If a modeler were to use only the data that supports a hypothesis that is convenient for that modeler, it could lead to inaccurate conclusions and drive actions that are not in the best interest of those affected by the algorithm—even if the resulting model that was built from the underlying datasets is logically consistent.

It could be argued that, at some level, any given collection of attributes that are taken together could result in potential bias. Therefore, best practices argue for responsible oversight and governance principles to ensure that there is no overt or inadvertent bias making its way into the model. This way, regardless of whether a machine or human constructs the model, there is oversight of the appropriateness of the model.

Given the complexities of data analytics, explaining data and proving algorithms require scrutiny. Data experts must exercise human judgment when utilizing machine-assisted model construction. Experts must be able to stand behind their work.

Big Data for Good Is Good for Us All

When one considers the sheer amount of data and everything else that is required to produce successful outcomes—algorithms, accuracy, precision, correlation, analytics, machine learning—it’s easy to see what an important role data science plays and its value to society.

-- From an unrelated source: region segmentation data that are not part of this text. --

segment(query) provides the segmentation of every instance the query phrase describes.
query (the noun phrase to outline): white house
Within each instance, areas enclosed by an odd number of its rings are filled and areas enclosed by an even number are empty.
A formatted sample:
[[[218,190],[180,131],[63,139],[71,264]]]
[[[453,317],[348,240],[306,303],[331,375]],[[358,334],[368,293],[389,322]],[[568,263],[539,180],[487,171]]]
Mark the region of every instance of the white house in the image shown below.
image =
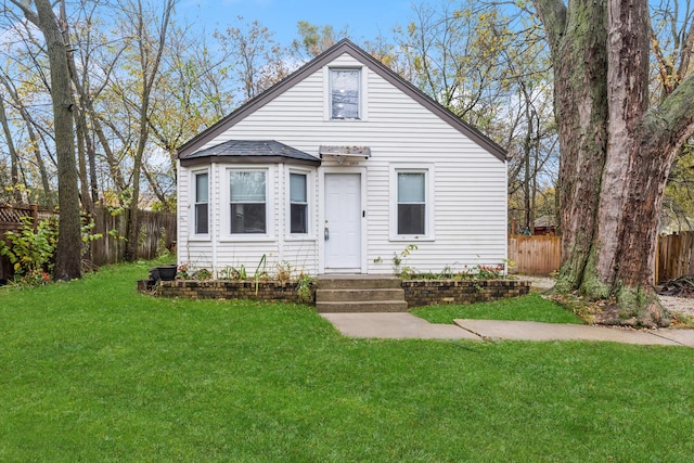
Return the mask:
[[[503,266],[506,156],[343,40],[178,151],[178,220],[216,272]]]

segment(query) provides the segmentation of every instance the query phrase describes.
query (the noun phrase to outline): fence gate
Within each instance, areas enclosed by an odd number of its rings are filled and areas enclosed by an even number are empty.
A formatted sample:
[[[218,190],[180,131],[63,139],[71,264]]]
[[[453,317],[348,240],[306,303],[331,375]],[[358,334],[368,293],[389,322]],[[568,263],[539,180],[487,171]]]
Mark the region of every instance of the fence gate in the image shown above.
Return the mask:
[[[562,239],[551,235],[510,235],[509,259],[516,263],[516,272],[528,275],[549,275],[560,269]]]

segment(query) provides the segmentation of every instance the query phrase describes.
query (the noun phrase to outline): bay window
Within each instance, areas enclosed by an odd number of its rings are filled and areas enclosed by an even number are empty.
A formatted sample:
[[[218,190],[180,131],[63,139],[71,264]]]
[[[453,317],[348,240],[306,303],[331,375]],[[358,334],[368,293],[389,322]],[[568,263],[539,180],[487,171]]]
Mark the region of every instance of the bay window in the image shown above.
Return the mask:
[[[267,233],[265,170],[230,170],[231,233]]]

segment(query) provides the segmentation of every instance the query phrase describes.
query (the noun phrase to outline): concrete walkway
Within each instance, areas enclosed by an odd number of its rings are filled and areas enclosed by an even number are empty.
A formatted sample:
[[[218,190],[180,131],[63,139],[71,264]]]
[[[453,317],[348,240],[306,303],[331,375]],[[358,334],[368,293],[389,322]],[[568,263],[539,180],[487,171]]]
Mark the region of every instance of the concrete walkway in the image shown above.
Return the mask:
[[[408,312],[321,313],[345,336],[472,340],[604,340],[612,343],[694,347],[694,330],[633,331],[618,327],[498,320],[429,323]]]

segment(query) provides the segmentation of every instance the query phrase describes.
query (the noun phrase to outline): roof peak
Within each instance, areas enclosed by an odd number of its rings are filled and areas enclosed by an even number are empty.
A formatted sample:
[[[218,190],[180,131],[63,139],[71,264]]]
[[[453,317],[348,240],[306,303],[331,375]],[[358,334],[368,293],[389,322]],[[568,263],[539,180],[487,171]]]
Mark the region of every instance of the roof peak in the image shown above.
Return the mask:
[[[304,80],[307,76],[327,65],[330,62],[334,61],[343,53],[348,53],[357,61],[369,66],[370,69],[372,69],[374,73],[383,77],[385,80],[389,81],[403,93],[417,101],[420,104],[425,106],[432,113],[436,114],[451,127],[455,128],[458,131],[475,141],[498,159],[502,162],[506,160],[506,152],[503,147],[481,133],[477,128],[463,121],[453,112],[434,101],[430,97],[416,88],[413,83],[402,78],[400,75],[395,73],[388,66],[369,54],[365,50],[357,46],[348,38],[338,40],[337,42],[335,42],[335,44],[304,64],[286,78],[282,79],[257,97],[248,100],[246,103],[232,111],[227,117],[220,119],[211,127],[192,138],[190,141],[179,147],[177,153],[178,157],[183,158],[195,153],[195,151],[200,150],[215,137],[221,134],[229,127],[233,127],[237,121],[243,120],[246,116],[253,114],[258,108],[274,100],[278,95],[290,90],[296,83]]]

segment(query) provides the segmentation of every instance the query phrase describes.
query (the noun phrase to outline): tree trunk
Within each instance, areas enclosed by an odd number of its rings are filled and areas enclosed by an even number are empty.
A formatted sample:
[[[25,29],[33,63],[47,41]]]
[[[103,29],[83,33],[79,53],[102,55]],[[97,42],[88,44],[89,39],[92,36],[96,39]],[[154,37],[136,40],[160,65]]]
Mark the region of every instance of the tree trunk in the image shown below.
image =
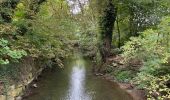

Over the years, the application of data and analytics has had a benevolent effect on society in countless ways. Today:

health plans maintain accurate network directories that are necessary for consumers to make informed decisions and to find the right type of care when needed.
hospitals can predict a patient’s risk for poor outcomes due to external environmental factors and can identify when someone is in need of more support or community resources.
police departments can forecast violent gun crimes using cutting-edge predictive analysis when identifying trends.
the IRS uses investigative solutions to help identify potentially fraudulent tax refund requests. (In fact, fraud is being mitigated at almost every level in every industry.)
telematics can enable insurance companies to better understand their customers, and consumers can learn more about their driving habits and ultimately get better insurance rates. As a result, 70% of Americans can get cheaper insurance.
front-end identity authentication systems can verify if a person receiving government benefits is who he says he is, preventing fraud and saving millions in taxpayer dollars.
credit has been extended to millions of individuals who are unbanked and do not have a credit history because credit agencies now have the ability to consider significantly more datapoints when assessing credit worthiness.

When used properly, big data can keep consumers safe, streamline processes and help experts uncover suspicious activity and can provide valuable insights for business decisions. There are countless benefits to society when big data is used for benevolent purposes.